Last week, the Daily Wire reported that Trump endorsed a liberal candidate in the Florida-26 congressional primary who voted for Hillary Clinton and demanded that Trump drop out of the presidential race. A fierce Trump loyalist was passed over.

It would be one thing for Trump to automatically oppose anyone who crosses him, but that clearly is not the case. He only opposes those who cross him who are also out of favor with the establishment.  But that is no way to drain the swamp. It seems clear that the establishment types like Mitch McConnell and Kevin McCarthy have his ear when it comes to endorsements.

Trump needs to consider what his second term will look like with the same swampy GOP House and Senate. We were told that expanding the GOP majority in the Senate from 51 to 53 seats after the midterm elections would give Trump a buffer to pass his priorities. Yet he can’t even get many of his executive nominees confirmed, which is why so many critical players in the administration, such as Ken Cuccinelli, are still serving in an “acting” capacity.

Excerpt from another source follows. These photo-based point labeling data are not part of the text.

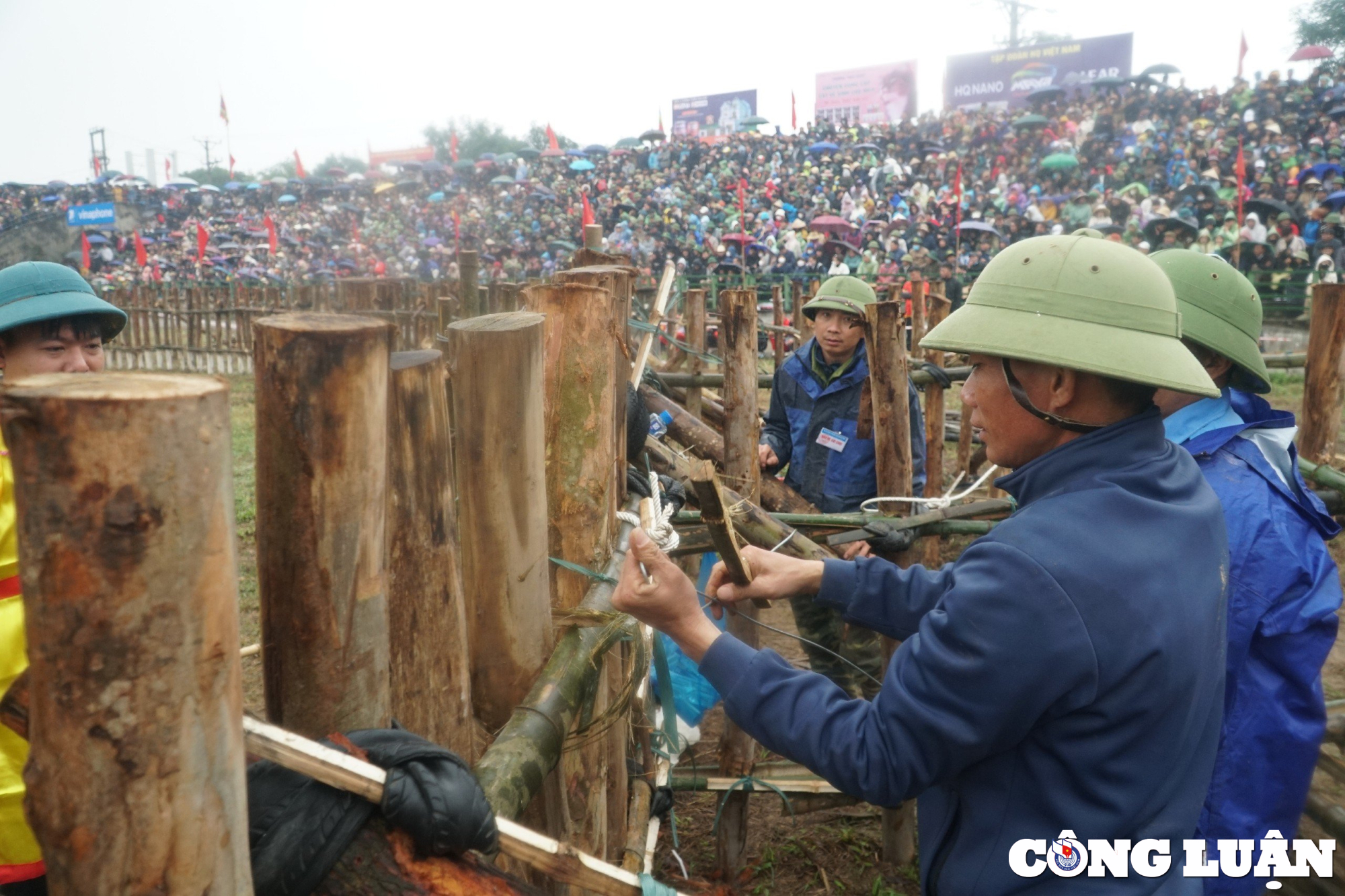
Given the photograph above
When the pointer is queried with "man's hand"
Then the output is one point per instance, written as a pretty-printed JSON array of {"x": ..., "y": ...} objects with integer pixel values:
[
  {"x": 669, "y": 604},
  {"x": 774, "y": 577}
]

Imagine if Trump loyalists were assured that, were they to take a leap of faith and run against the party establishment, Trump would have their backs. We would witness the earth-shattering change within the party that Trump’s base was pining for in 2016. Yet, at present, all they know is that the establishment candidate will always get the endorsement, which further dissuades anyone from destroying their careers and running a suicide campaign for office. Now that Trump has stormed the castle, he needs to secure the ladder for reinforcements, not pull it out from under those charging right behind him.